Deciphering the Impact of Pretraining Data on Large Language Models through Machine Unlearning
Yang Zhao, Li Du, Xiao Ding, Kai Xiong, Zhouhao Sun, Jun Shi, Ting Liu, Bing Qin
TL;DR
This work tackles the opaque relationship between pretraining data and large language model capabilities by introducing GRACE, a gradient ascent–based machine unlearning framework augmented with retraining to measure data influence while preserving non-target knowledge. By analyzing 48 target corpora across 31 benchmarks and using Llama-2-7B, the authors identify high-impact data (notably Books, Shell, and GitHub) and reveal how corpora interact as correlated, complementary, or orthogonal, shaping both individual abilities and joint performance. They further show that corpus organization, data correlations, and training order materially affect pretraining efficiency and capability emergence, offering concrete guidelines for data proportioning, scheduling, and evaluation. The findings provide a data-driven foundation for more efficient pretraining and point to directions for extending machine unlearning analyses to broader model families and training stages.
Abstract
Through pretraining on a corpus with various sources, Large Language Models (LLMs) have gained impressive performance.

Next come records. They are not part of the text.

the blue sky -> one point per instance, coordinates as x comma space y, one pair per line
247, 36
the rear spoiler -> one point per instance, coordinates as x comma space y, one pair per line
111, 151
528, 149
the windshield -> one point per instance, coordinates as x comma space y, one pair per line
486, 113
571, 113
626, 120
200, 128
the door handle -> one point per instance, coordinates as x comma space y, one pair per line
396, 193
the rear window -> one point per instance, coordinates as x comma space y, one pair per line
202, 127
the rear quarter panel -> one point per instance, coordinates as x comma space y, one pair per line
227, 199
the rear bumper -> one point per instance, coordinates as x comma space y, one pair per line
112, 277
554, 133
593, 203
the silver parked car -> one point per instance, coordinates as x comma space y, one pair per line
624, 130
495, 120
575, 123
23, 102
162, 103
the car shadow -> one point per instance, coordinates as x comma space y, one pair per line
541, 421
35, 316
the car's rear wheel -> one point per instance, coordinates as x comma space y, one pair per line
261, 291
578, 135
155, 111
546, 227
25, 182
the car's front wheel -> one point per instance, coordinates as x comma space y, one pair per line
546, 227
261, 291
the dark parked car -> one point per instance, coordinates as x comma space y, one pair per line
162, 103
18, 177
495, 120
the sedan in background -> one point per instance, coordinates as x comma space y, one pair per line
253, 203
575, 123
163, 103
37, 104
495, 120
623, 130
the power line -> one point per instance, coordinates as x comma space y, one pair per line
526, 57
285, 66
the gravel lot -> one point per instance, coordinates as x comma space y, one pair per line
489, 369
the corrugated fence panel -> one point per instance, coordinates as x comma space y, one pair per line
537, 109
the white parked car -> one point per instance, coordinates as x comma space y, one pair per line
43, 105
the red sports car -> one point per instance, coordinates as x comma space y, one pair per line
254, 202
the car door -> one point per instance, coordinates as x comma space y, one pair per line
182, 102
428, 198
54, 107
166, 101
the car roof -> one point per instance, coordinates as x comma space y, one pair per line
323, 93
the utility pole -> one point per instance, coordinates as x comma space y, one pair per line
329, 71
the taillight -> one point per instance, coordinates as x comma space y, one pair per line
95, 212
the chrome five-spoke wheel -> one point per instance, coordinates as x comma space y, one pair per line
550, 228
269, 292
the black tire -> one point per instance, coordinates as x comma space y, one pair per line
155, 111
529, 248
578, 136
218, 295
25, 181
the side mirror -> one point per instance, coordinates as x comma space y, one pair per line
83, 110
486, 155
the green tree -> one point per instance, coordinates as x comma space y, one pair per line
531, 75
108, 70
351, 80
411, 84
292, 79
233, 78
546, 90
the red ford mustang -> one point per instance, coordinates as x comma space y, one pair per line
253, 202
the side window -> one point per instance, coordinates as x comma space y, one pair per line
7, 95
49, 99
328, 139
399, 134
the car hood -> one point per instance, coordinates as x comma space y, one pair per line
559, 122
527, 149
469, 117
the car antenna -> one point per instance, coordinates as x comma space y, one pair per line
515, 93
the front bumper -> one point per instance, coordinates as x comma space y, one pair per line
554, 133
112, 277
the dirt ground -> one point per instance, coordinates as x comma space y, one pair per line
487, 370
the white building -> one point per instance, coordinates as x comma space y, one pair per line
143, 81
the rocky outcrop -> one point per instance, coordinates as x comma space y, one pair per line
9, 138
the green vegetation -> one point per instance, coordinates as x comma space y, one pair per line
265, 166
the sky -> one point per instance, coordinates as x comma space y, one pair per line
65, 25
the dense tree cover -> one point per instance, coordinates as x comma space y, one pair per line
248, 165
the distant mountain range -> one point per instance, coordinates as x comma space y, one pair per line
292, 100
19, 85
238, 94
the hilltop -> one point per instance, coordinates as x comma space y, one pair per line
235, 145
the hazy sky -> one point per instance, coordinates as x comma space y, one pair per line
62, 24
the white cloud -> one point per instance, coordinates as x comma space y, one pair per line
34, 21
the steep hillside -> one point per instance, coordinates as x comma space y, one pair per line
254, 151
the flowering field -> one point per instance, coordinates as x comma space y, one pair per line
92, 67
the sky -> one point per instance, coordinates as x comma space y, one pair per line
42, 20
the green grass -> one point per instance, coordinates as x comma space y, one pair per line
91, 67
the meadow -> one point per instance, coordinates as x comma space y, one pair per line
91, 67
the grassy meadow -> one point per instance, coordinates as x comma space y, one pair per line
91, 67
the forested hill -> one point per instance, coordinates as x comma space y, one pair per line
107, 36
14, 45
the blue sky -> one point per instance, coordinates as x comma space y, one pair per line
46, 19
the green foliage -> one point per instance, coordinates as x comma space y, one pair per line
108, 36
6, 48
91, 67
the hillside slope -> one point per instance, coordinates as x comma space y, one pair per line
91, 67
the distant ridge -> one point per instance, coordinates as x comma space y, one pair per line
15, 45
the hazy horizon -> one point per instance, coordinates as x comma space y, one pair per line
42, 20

However, the impact of each component of the pretraining corpus remains opaque. As a result, the organization of the pretraining corpus is still empirical and may deviate from the optimal. To address this issue, we systematically analyze the impact of 48 datasets from 5 major categories of pretraining data of LLMs and measure their impacts on LLMs using benchmarks about nine major categories of model capabilities. Our analyses provide empirical results about the contribution of multiple corpora on the performances of LLMs, along with their joint impact patterns, including complementary, orthogonal, and correlational relationships. We also identify a set of ``high-impact data'' such as Books that is significantly related to a set of model capabilities. These findings provide insights into the organization of data to support more efficient pretraining of LLMs.